The witch was never seen again.  Too afraid now to pursue her, the villagers never entered the woods again, and with good reason.  All the men who had entered the woods that night soon felt the consequences of her curse. 

Any feeling of happiness was followed by strong physical pain.  The sensation was described as having your heart pulled from your chest.  From a chuckle from a joke to a feeling of love or happiness caused hours of excruciating agony. 

The men soon realised that in order to survive the curse, they had to cut all happiness from their lives.  Their loved ones were sent away, they chose their food from the scraps left by others and they now eached lived alone, on the same street in the village.

No one in the village knew exactly how long the cursed men had actually lived.  The years and decades passed and yet they still lived on.  Some said that they would die when the witch did. When her pain had died, so to could theirs.  

No one ever entered the St Aubrens Woods again.

11 September 2013

The Tea Cup - Creative Corner 4

Writing Prompt from "642 Things to Write About" book.

Write a Short Story That Is Set In Argentina in 1932, In Which a Teacup Plays a Crucial Role


Julia stared fondly at the white porcelain teacup in her hands as she dried it off with a cloth from the sink.  The original set had been given to her some fifty years ago by her mother and had been passed down from generation to generation.





Dark red roses were randomly scattered across the glossy white of the porcelain, looking as beautiful now as the first time she had seen them.  Back in 1882 when her mother had given her the tea set on the eve of her marriage, there were eight cups and six saucers but time, travel and numerous grandchildren had whittled her collection down to this single cup and saucer, with a small chip on the side of the cup.


As the bright Argentinian morning sunshine streamed through the windows of her small balcony in her first floor apartment, Julia let her mind wander back over the decades, thinking of her children and her grandchildren, all of whom had loved the tea set and had played with it since they were children.


Now they all had their lives of their own.  Grandma’s rose tea set was a fond memory to them all and on family get-togethers they would all squabble about who would inherit the last cup.


Julia was now 80 years old.  In their later years Julia and her husband Charles had moved to Argentina to enjoy the winter years of their lives but now, in 1932, some 5 years after Charles had passed away, Julia suddenly felt very lonely, standing in her kitchen holding on to the small tea cup.


Maybe it was time the tea cup, and she, moved back to home, to her family in Devon.       

4 September 2013

Creative Corner 3

The creative writing prompt was very short this time - just two words:

A Step


You know that saying "Every journey starts with a single step" ?  Well not to be disagreeable, but I believe that every true journey starts with the second step.

The first step is done hesitantly, with caution.  You can, and frequently do take the step back.  From the simplest thing of reading the synopsis of a book before you start reading it to choosing a different path that your life will take, that first step is always an exploratory one.

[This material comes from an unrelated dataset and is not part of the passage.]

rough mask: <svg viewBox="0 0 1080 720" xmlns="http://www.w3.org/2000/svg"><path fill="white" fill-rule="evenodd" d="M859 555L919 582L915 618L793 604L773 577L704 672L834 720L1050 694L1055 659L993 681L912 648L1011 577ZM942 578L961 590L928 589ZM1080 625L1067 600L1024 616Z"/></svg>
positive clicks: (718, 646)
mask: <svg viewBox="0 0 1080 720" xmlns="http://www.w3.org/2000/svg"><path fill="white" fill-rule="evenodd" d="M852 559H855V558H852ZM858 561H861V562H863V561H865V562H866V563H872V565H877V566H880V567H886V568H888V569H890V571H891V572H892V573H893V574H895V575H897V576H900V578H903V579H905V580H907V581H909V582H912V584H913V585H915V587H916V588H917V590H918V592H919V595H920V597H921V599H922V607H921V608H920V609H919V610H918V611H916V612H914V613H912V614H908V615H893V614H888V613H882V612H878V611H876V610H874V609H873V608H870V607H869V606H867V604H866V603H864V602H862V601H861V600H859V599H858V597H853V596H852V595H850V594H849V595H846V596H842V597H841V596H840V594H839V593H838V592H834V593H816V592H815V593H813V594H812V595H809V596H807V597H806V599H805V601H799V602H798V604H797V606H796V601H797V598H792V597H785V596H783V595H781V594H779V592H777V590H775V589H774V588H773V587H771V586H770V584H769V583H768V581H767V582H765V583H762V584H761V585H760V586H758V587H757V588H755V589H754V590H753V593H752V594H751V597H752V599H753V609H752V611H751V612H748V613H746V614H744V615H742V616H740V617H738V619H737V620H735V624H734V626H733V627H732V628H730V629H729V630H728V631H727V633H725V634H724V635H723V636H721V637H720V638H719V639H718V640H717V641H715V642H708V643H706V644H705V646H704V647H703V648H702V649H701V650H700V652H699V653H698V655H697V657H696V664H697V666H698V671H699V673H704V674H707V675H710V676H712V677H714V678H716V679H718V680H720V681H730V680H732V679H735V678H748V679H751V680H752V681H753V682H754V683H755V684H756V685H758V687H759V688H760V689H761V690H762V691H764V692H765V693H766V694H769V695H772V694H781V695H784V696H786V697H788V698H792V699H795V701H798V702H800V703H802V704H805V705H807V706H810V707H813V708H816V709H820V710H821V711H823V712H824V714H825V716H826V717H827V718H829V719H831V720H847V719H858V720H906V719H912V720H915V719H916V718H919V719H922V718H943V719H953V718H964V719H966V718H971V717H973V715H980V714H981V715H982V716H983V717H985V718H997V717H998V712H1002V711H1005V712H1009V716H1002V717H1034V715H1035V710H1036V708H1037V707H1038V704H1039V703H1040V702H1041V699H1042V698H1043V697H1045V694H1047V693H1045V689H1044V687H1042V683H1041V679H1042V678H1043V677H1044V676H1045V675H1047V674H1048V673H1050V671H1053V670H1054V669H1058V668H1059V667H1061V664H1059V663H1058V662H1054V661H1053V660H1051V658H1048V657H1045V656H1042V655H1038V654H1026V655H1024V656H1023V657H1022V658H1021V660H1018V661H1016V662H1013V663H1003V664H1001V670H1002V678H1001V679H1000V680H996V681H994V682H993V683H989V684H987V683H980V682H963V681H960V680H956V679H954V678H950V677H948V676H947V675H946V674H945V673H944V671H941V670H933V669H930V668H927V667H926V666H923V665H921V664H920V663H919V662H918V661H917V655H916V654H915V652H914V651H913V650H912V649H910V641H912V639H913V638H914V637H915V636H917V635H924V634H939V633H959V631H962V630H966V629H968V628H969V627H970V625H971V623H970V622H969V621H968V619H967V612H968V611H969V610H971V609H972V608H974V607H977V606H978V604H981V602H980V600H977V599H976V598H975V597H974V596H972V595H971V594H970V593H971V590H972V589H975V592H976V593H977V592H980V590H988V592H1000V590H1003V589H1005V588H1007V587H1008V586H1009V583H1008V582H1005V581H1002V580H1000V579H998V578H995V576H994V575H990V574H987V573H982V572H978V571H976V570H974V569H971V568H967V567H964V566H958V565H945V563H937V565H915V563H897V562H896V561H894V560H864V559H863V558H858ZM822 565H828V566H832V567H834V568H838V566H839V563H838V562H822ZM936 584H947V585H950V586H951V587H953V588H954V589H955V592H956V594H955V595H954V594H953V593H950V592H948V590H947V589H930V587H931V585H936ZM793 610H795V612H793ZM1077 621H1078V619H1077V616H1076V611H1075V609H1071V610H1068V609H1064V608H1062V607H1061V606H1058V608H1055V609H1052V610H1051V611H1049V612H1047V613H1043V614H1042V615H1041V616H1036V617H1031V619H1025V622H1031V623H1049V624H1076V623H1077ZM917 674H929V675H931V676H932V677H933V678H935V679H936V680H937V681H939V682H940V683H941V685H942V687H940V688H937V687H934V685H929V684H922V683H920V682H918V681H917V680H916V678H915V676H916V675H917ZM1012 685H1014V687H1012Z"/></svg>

You may make hundreds, if not thousands of those first steps in your life.  A quick decision that you instantly change your mind on, an idea that you want to carry out but are still unsure; the new direction you want to take, but don't yet have the courage for.

The second step however, that is decisive.  You have made the choice, committed to it and you are going forward.  The second step is the one that is the hardest to take.  It shows that you are resolute in what you want, and you are going after it.

No one remembers the first step.  But the second, where the real action takes place, that is where the interesting things happen.